Just ask Samsung, which spent the last several years trying to build up a robust app ecosystem from third-party developers, only to find that there’s only five or six apps that users genuinely care about. Sources have told me that internally, the consumer electronics manufacturer has been trying to scale back its openness, with reagards to third-party apps. While having a long tail of apps can be a benefit in the mobile world, app discovery and quality control can be a real problem. Apple will likely keep its walled garden closed, in the same way that Microsoft has, when it begins accepting more third-party apps.

Control and navigation on the 2nd screen

Let’s face it: the up-down-left-right-click control of the current generation Apple TV sucks. While there’s the Apple Remote app, which makes the experience slightly better, especially from a search perspective, anyone building an app for the next-gen Apple TV will want a lot more control. In the next version, I expect Apple will tie in more robust second-screen capabilities, rather than introducing a new touch control just for the Apple TV.

And what happens if you’re not one of Apple’s chosen partners, asked to participate in building apps for the Apple TV? Well then, you can just go around that restriction and build apps that use the iPad or iPhone for search and navigation but leverage Apple’s AirPlay technology for video display on the TV. We’re already starting to see some of these dual-screen apps emerge, like the recently released ShowYou iPad app.

Regardless of whether or not they actually build Apple TV apps, I’d love to see more apps like HBO GO or Comcast’s Xfinity app take advantage of this magical technology to fling videos they’re watching to the Apple TV, and use the iPad for interactive features or navigation.

Don’t expect too much disruption

The general response to this latest round of news around its TV efforts is that Apple has adopted a sort of, “If you can’t beat ‘em, join ‘em” philosophy toward the industry.

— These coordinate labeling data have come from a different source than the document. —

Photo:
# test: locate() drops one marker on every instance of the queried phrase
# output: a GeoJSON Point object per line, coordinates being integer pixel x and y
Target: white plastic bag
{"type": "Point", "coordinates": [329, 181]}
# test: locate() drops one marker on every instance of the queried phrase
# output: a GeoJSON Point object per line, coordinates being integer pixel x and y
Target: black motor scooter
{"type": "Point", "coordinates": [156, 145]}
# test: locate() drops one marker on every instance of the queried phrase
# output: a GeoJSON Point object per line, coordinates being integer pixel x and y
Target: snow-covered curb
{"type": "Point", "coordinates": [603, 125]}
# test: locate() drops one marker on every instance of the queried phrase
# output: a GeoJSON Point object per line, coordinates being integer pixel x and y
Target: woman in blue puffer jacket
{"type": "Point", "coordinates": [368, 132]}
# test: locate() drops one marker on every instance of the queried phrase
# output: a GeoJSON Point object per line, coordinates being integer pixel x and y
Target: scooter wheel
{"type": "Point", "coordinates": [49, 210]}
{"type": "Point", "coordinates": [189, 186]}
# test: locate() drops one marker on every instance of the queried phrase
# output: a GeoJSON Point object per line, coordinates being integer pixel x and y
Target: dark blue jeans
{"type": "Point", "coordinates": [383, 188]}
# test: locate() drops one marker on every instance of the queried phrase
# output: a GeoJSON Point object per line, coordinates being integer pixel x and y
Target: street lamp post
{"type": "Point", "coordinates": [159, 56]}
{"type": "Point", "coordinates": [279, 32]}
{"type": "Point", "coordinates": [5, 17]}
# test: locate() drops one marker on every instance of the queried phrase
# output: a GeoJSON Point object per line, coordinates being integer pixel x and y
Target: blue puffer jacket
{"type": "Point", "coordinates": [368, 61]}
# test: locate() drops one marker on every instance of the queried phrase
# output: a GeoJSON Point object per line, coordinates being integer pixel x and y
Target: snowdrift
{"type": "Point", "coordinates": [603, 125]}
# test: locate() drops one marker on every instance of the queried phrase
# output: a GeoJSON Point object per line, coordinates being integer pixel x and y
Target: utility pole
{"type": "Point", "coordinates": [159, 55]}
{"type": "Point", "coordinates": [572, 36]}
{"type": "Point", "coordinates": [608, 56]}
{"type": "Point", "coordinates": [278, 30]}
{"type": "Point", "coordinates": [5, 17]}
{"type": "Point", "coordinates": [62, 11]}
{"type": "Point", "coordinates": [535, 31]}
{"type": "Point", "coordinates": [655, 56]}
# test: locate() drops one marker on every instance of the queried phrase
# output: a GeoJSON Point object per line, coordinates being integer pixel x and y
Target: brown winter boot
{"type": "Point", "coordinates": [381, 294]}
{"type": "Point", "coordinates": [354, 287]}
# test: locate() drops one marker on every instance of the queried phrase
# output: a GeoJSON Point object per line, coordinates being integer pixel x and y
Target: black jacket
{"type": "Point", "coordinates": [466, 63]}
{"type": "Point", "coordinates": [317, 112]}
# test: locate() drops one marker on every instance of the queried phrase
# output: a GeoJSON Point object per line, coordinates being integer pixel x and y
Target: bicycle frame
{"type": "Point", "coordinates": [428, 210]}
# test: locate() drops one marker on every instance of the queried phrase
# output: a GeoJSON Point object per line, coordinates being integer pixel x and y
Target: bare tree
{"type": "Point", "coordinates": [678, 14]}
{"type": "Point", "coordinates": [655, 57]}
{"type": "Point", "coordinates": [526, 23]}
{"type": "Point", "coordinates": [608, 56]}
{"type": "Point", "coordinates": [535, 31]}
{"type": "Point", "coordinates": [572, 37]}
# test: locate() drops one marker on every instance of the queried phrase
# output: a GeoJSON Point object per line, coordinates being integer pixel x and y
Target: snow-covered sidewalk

And that’s mostly true. But it’s also reportedly pushing technology which could still be considered a little too disruptive. Take, for instance, its network DVR idea, which would let users start a show from the beginning, even if they turned up late. It’s a great idea, but frankly, it’s also one that is tied up in all sorts of rights issues and unlikely to be adopted right away by distributors.

As for the display aspect — the whole channels- or shows-as-apps idea that it appears to be pursuing — there are plenty of companies that are already doing this on their own. Comcast’s new X1 set-top box and cloud-based user interface emphasize individual programs and recommendations over the legacy grid interface, at least at the home screen. And others are learning that, in a world of Netflix and Hulu, which emphasize content over programming time, that’s the way consumers are learning to discover content.

One other thought about this whole “too much disruption” thing. I don’t think anyone — not Apple, not the cable companies, not the content owners — see this new hardware as a set-top box replacement. You’ll still have at least one big, ugly, shitty box sitting in your living room. But the Apple TV will work great as a complement to that, or as a way to extend content into rooms where leasing an HD DVR set-top box made no sense. Like in a child’s bedroom, for instance. Even so, that could help cablecos and consumers alike reduce their reliance on crappy set-top boxes throughout the home.

Still no actual “Apple TV”

And finally, the big underlying theme here is that the actual TV that Apple has been rumored to be building for damn near forever, will remain unbuilt, at least for now. And why not? Apple is selling more Apple TV units than ever, and pretty soon it could be partnering with cable TV operators to get their content on the device. But it’s far from fully baked. Before Apple gets serious about building a high-profile device like a TV set, it’s probably going to want to get the kinks out first.